This past weekend there were a few controversial statements that surfaced in the release of former NHL player Georges Laraque's book, titled The Story of the NHL's Unlikeliest Tough Guy. Within the book, Laraque claims that there were plenty of players that used steroids to gain an edge on the ice. The alleged users had no boundaries as both stars and goons fell into this category. He goes on to state that there are certain ways to tell which player might be using when it comes to looking at the statistics sheet. But unlike Jose Canseco, Laraque doesn't reveal a single name throughout the book.

A quick glance at the headlines concerning this issue might cause some to be trying to convince themselves that this morsel of information was put in the book to help sell the book. Others might see Laraque's red flag statement and declare that the NHL is a cesspool of filth and should experience the same turmoil and troubles that Major League Baseball did. However, for what it is worth, I'm seeing a third opinion that is rising in the ranks of the online sphere of opinions: People don't care.

And guess what?

I don't care either.

Let me clear the air on that statement. First and foremost, I believe that steroids shouldn't be used in any sport, let alone hockey. Those who are desperate enough to inject themselves with performance enhancing drugs deserve all the negative side effects that they will encounter in both the short and long term. Secondly, I'm not naive to think that steroids have never been a part of the NHL, AHL, or ECHL game. Anytime you're dealing with high stakes scenarios, you will have at least a small portion of the participants indulge in risky behavior. An athlete trying to gain a competitive edge isn't new. The question that the media and fans would like to know is how many players in the different levels are actually using? Given that PED testing was placed in the 2005 collective bargaining agreement, it might not be all that high. Or it could be running wild in the offseason months. We don't know.

Excuse me for not pulling a clock out of my pocket like Lewis Carroll's white rabbit and proceed to claim that the NHL is late on this issue, because I think we're to the point where that is already understood. The league needs to take a stance on this issue and collectively push their efforts to an extreme. Hopefully the extreme that will take place will be a subsequent ban on any PED use on multiple levels of hockey in North America. Heaven forbid that the league goes in the other direction and require the use of PEDs for all players at the NHL level.

If there is any good news that we should focus on, it is the fact that the current NHL CBA will expire after this season. The league should be able to apply more pressure in negotiating stricter testing procedures moving forward. Failure to do so acknowledges the fact that both the league and the NHL Players Association share no concern for the future reputation of the league. It will also conclude that money reigns over all things on this earth. Although, I think we learned this lesson with the Wall Street fiasco, no?

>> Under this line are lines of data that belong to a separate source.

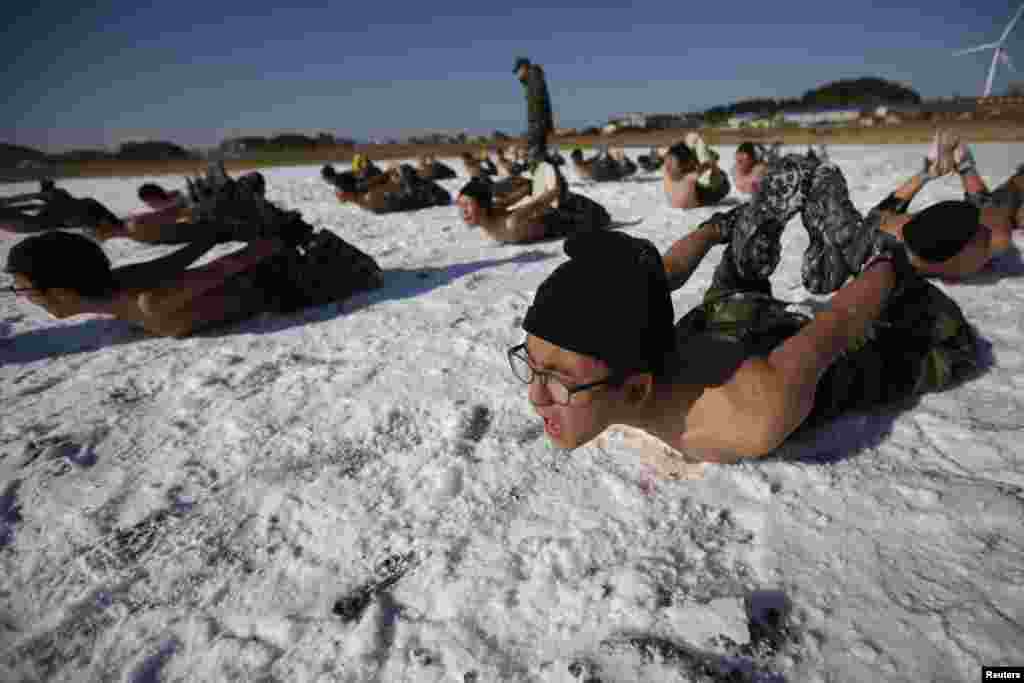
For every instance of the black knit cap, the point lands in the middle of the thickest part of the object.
(479, 189)
(610, 301)
(942, 229)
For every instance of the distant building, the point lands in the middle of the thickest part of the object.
(824, 116)
(740, 120)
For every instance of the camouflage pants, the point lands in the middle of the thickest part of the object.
(1006, 196)
(841, 237)
(922, 343)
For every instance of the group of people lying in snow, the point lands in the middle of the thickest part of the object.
(739, 357)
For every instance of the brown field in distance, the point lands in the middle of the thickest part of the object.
(907, 133)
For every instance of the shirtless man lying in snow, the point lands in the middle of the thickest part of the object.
(606, 166)
(952, 240)
(519, 217)
(749, 169)
(740, 373)
(397, 189)
(176, 217)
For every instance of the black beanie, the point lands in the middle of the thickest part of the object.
(610, 300)
(479, 189)
(941, 230)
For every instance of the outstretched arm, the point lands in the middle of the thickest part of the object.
(775, 394)
(176, 294)
(685, 255)
(155, 273)
(521, 224)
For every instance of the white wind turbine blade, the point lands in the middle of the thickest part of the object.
(991, 74)
(987, 46)
(1010, 27)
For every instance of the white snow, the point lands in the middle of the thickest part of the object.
(192, 510)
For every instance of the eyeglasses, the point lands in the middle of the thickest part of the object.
(561, 394)
(12, 290)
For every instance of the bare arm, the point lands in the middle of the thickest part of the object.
(154, 273)
(685, 255)
(14, 220)
(175, 295)
(520, 224)
(777, 393)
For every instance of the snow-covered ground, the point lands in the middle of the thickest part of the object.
(361, 492)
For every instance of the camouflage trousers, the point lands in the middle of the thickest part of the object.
(921, 343)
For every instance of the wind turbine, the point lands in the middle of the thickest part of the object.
(998, 55)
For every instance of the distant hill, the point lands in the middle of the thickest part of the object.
(851, 92)
(865, 91)
(11, 155)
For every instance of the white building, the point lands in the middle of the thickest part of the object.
(822, 116)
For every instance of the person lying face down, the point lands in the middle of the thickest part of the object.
(477, 166)
(749, 169)
(69, 274)
(397, 189)
(601, 348)
(514, 166)
(157, 198)
(682, 178)
(53, 208)
(512, 218)
(429, 168)
(606, 166)
(174, 217)
(953, 239)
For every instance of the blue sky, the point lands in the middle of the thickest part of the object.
(197, 72)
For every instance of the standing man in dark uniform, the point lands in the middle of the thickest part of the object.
(539, 120)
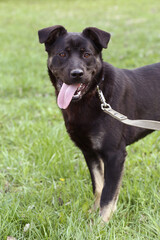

Since we have time on hands before the current CBA expires, what should we do now? Should we go statistical grave robbing in hopes of allowing the NHL to become morally just again?

I don't think so. Engaging in a Roger Clemons-like goose chase won't help anyone - especially for the NHL, who have a hard time as it is making front-page headlines on a national scale. If they start polluting headlines with negative press such as drug use, the game will only fall further down the ladder of success. Rather than investigating the past, the league should recognize the problem at hand and fix it. As for the fans, waving our hands in the air and accusing players at the top of our lungs wouldn't be very productive. We cannot change the things that have happened in the past. The only thing we can do now is to let it go.

Time will tell whether or not this seed of information on steroid use will grow into a bigger issue. In Georges Laraque's case, I would image he hopes that his efforts not only change the game for the future, but also sell a few copies of his book in the process. We can all agree that shedding light on this issue can potentially clean up the NHL. Ignoring this problem will only lead to further wormholes down the road. For everyone's sake, let's hope someone finally makes things right.